12 October 2014

A few months ago I have started learning Erlang, mostly for fun but it was right about time to jump on the functional bandwagon. The best way to learn a new language is to find an engaging project, in my case its been something what has been on my mind for quite a while: a cloud communication protocol / framework for distributed computing. Some basic principles of what it is about can be found here: CloudDDS.

While learning Erlang, I decided to also learn a number of other technologies, or using other words - apply them in practice. One of those is Apache Thrift. Apache Thrift is a binary cross-language framework for distributed service development. It is a serialization protocol with its own RPC stack.

Thrift RPC stack comes with a number of supported protocols, referred to as transports. Erlang implementation provides HTTP, JSON, file, disk log and framed transports. The project I was working on uses UDP for all communication. Below, I am going to describe how I implemented Thrift over UDP in Erlang. I will walk the reader through building a simple active-active setup of two clients communicating via UDP using Thrift messages.

Prerequisites

Apache Thrift uses .thrift file to describe services and types to used by the software.

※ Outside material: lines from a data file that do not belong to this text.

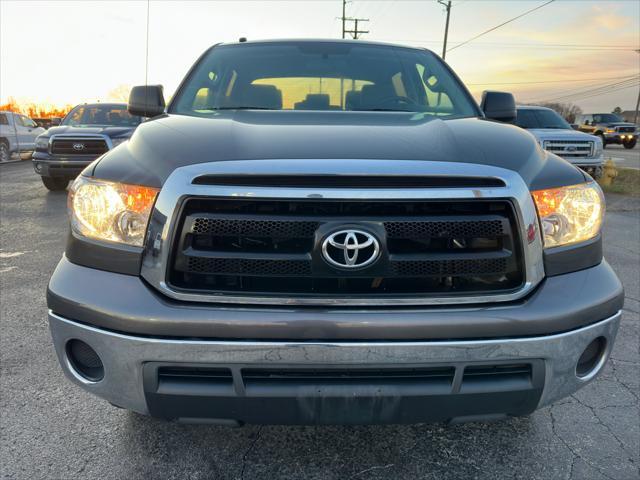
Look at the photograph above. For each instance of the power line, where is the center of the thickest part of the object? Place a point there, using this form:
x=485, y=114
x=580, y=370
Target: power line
x=355, y=33
x=547, y=81
x=630, y=81
x=599, y=94
x=502, y=24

To generate the language code, Apache Thrift must be installed first. There is a lot of examples available how this can be achieved. I have created a bash script for Ubuntu 12.04 for my own reference, available here: Install Thrift 0.9.1 with all language support.

Design

I will follow the standard OTP principles while developing the example.

application -> supervisor -> UDP messaging worker
                        | -> serialization worker

While discussing the implementation, I will not focus on the details of the messaging code, neither I will dive into the details of the standard OTP components. I will focus only on the Thrift part.

Basic OTP modules

First step is to create a basic Erlang application. All the code can be found below. Additionally, at the bottom of the article I am publishing the link to the sources available on github.

rebar.config

A bare minimum required for installing dependencies.

{deps, [
  {thrift, ".*",
    {git, "https://github.com/radekg/thrift-erlang.git", "master"}}
]}.

I am using my own fork of Thrift, it contains updated JSX dependencies.

src/udp_thrift.app.src

{application, udp_thrift,
  [{description, "Example of using Thrift with UDP"},
  {vsn, "1"},
  {modules, [udp_thrift_types,
             udp_thrift_app,
             udp_thrift_common,
             udp_thrift_sup,
             udp_thrift_messaging,
             udp_thrift_serialization]},
  {registered, udp_thrift_sup},
  {applications, [kernel, stdlib, crypto, thrift]},
  {mod, {udp_thrift_app, []}}]}.

src/udp_thrift_app.erl

-module(udp_thrift_app).
-behaviour(application).
-export([start/2, stop/1]).

start(_Type, _Args) ->
  udp_thrift_sup:start_link().
stop(_State) ->
  ok.

src/udp_thrift_common.erl

-module(udp_thrift_common).
-export([
  get_timestamp/0,
  get_message_id_as_string/0 ]).

get_timestamp() ->
  {Mega,Sec,Micro} = os:timestamp(),
  trunc( ((Mega*1000000+Sec)*1000000+Micro) / 1000000 ).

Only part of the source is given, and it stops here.